This, in April, will be my next major road trip since our stint to Cedar Point from Charlotte, but while that drive had maybe 4 hours of mountains, (goes flat after Charleston WV), this one is going to have plenty. Our main stops will be Waynesville, Dillard GA, Helen, Atlanta, Chattanooga, Knoxville, The Smokies' Tourist Towns, and Asheville. Any detours or tips?
Right now the route is
I-85 to US74, then hitting I-26 to Asheville, then I-40 towards Waynesville, depart 40 with 74 again, then hitting US23 to Dillard. Afterwards, US76 to GA197 to GA356, then taking the GA75 into Helen. Then we hop on GA384, ending up on 23 again, which later turns into I-985 (a rarer highway for me, as I never venture into that part of the state, so it will be cool clinching the entire route because I'll be on it from the start at 23 to the end at I-85), then taking us into Atlanta proper.

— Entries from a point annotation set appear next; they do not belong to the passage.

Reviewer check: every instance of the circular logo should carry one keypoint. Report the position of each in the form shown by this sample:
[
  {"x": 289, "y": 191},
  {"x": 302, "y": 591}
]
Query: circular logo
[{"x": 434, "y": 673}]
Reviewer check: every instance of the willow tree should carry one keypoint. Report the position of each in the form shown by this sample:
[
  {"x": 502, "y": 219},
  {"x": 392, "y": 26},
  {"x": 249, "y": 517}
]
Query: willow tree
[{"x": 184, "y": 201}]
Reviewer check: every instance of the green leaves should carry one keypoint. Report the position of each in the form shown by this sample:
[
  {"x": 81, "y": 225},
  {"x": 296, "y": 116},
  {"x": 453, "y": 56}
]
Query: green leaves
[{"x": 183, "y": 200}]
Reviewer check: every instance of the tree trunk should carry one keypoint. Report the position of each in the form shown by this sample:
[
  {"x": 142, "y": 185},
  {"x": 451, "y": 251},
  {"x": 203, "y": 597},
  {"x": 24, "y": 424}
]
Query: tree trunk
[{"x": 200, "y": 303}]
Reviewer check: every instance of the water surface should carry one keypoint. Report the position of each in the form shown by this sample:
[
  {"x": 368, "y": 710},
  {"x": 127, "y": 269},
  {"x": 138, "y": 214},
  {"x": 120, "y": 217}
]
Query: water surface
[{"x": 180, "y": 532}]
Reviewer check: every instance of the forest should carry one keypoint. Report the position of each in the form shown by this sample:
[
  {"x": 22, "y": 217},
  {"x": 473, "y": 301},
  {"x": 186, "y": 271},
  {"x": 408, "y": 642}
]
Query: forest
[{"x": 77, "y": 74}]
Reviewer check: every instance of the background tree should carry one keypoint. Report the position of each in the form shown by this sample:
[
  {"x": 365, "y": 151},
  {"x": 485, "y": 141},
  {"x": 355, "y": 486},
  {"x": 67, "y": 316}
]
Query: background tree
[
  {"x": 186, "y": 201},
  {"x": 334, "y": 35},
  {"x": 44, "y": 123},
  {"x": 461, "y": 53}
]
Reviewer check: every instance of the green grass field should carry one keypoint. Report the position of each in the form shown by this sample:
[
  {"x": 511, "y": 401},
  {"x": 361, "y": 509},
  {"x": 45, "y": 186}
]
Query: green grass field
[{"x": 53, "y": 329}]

After Atlanta, we'd camp on Lake Allatoona, then hit 75, have the obligatory Buc-ee's stop in Calhoun, we go to Rock City and the attractions on Lookout Mountain. Explore downtown Chattanooga and then go an hour up to the campground. After, we take 75 to Knoxville, see the Sunsphere, and then probably go down to the Smoky Mountains tourist traps and then the national park. Afterwards, we go to Asheville on I-40, camp there, then return, probably the same way we came in, or 40 to US321.

So, after that jumble of words, any tips or attractions you recommend from your personal experience?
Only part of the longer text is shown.